The break came suddenly in the hospital at the camp; one day he collapsed utterly and was taken home unconscious. An almost superhuman effort of doctors and nurses brought him around, and a month later, very white and humble, he was taken from Sabinsport to the South by Reuben Cowder himself.

His desire to die had left him. He was his normal self, save for his physical weakness. He meant to get well and come back to Sabinsport—Sabinsport, whose grief and anxiety over his illness had touched him to the heart? And he did his part. Three months later he came back—a little thinner, a little quieter, but quite himself again and capable of steady effort.

CHAPTER X

Dick’s impression, as he made his first rounds of Sabinsport after his return, was, Why, here is a new town! What had come over her? He had never pictured any such realization of the war as he sensed at every turn. It seemed to him that it was the one occupation, the one interest of everybody; and it was an orderly, systematized interest. The town seemed not only to have mobilized, but to have trained herself. She was doing her work with a vim and a freshness that he had not thought possible. The women, for instance, the women who had held off, said the City is taking care of the camp; who, as a whole, had never gone beyond the knitting stage, had been marshaled into organized groups and were working with the steadiness of so many factory hands. Since his departure a Red Cross house had gone up, and there, from eight to five every day, regular detachments served under a direction which he found was almost military in its severity. And it was a democratic house. Thursday afternoon was the afternoon “out” of cooks and maids in Sabinsport, and many a one gave her three or four hours at the tables on an equal footing with the greatest ladies of High Town.

Nancy’s canteen, which had met so poor a response when suggested, could be counted on now, night or day. It was no unusual thing for 2000 tired boys to be served at four A. M. with coffee and food at the headquarters by the track.

It was amazing the women that could be called on for this severe duty.

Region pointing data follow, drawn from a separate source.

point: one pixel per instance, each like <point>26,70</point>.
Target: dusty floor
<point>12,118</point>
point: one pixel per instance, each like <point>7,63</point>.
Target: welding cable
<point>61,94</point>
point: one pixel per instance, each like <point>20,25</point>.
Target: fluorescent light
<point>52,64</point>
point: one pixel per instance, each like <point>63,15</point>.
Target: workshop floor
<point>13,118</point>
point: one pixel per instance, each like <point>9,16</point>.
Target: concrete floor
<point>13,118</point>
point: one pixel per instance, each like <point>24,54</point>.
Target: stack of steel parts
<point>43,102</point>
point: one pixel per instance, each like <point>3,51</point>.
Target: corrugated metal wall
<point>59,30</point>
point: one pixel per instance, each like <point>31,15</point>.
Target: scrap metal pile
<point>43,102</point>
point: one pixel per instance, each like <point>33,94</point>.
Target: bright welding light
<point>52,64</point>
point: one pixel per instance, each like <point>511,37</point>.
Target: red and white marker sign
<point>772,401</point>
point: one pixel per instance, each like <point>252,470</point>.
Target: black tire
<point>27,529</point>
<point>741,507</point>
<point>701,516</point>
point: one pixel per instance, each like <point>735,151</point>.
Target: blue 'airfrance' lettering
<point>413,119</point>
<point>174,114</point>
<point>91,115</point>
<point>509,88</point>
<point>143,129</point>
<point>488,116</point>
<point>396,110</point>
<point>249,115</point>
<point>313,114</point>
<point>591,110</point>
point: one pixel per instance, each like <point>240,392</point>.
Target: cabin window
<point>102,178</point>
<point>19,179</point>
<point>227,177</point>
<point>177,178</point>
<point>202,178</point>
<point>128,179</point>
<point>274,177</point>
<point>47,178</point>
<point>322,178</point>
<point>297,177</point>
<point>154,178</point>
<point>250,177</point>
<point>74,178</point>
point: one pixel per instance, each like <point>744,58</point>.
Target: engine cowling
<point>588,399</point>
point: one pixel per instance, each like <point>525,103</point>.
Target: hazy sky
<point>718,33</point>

There was a little manicurist at the Paradise—a saucy, competent, flirtatious person, that went into the canteen organization for night work. Three nights a week, from nine at night until six in the morning, she was ready for call, and again and again she would serve her full time, and, after two hours’ sleep, go back to her table, a little pale perhaps, but never any less skillful, any less flirtatious. And there were the greatest ladies of High Town that enlisted like the little manicurist for night work and did it as faithfully.